La oficialización de la quita del fondo destinado a subsidiar los pasajes de colectivos para personas con discapacidad y niños en tratamiento oncológico encendió las alarmas en todo el país. Sin embargo, en el ámbito local, la Asociación de Transporte Automotor de Pasajeros (ATAP) llevó claridad sobre cómo impactará esta resolución en la provincia.
Rodolfo Wagner, vocero de ATAP, confirmó en una entrevista que los usuarios del transporte interurbano de Santa Fe no perderán el beneficio, ya que la medida del Ejecutivo Nacional afecta a un sector diferente del sistema.
El alcance de la medida y a quiénes afecta la quita del subsidio
Wagner explicó de forma tajante que la resolución del Gobierno Nacional se aplica exclusivamente a las empresas de líneas nacionales, es decir, a los colectivos de larga distancia que viajan de una provincia a otra.
“Esto no afecta al usuario de las líneas interurbanas de la provincia de Santa Fe”, remarcó el referente de ATAP.

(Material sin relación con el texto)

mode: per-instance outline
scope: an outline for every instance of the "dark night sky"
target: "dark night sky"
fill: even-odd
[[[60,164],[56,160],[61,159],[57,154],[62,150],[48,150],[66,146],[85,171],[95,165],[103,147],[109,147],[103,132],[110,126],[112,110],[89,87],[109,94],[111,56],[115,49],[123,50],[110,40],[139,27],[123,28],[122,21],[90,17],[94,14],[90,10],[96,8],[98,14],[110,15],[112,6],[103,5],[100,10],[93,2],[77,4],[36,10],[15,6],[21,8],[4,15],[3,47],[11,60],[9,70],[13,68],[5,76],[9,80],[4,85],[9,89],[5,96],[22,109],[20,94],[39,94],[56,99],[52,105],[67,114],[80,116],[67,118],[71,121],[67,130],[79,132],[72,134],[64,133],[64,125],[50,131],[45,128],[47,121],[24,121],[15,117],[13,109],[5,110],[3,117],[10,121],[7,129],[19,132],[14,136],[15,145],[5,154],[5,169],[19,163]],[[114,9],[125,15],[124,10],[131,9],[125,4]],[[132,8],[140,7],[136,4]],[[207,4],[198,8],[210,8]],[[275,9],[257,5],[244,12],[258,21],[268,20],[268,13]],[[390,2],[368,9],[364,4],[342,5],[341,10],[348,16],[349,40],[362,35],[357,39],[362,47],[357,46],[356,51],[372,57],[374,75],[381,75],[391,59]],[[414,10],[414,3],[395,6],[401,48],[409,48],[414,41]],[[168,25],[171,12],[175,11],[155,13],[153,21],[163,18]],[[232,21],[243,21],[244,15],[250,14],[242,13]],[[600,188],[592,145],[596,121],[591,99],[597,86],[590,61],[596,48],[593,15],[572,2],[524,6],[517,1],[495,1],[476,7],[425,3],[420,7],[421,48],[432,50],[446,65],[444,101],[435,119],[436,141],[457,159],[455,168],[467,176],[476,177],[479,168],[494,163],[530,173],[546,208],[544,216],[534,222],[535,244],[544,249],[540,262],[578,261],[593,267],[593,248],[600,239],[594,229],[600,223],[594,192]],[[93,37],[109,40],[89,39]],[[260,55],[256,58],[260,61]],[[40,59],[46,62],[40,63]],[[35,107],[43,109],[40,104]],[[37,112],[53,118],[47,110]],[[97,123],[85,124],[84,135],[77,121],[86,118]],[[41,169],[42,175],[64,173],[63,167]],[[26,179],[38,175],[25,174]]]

Para los viajes de larga distancia, Wagner aclaró que, en principio, el mecanismo para los pasajeros debería seguir operando a través de la web oficial, pero con una diferencia clave: el costo del boleto ahora pasará a ser absorbido por las propias empresas y ya no por el Estado.
Un conflicto económico que terminó en la Justicia
La eliminación de este fondo no es un hecho aislado, sino el corolario de una millonaria deuda histórica que el Estado Nacional mantiene con las empresas de larga distancia. Según detalló el representante de ATAP, el subsidio dejó de abonarse durante el último trimestre de la gestión de Alberto Fernández y la administración de Javier Milei nunca lo pagó.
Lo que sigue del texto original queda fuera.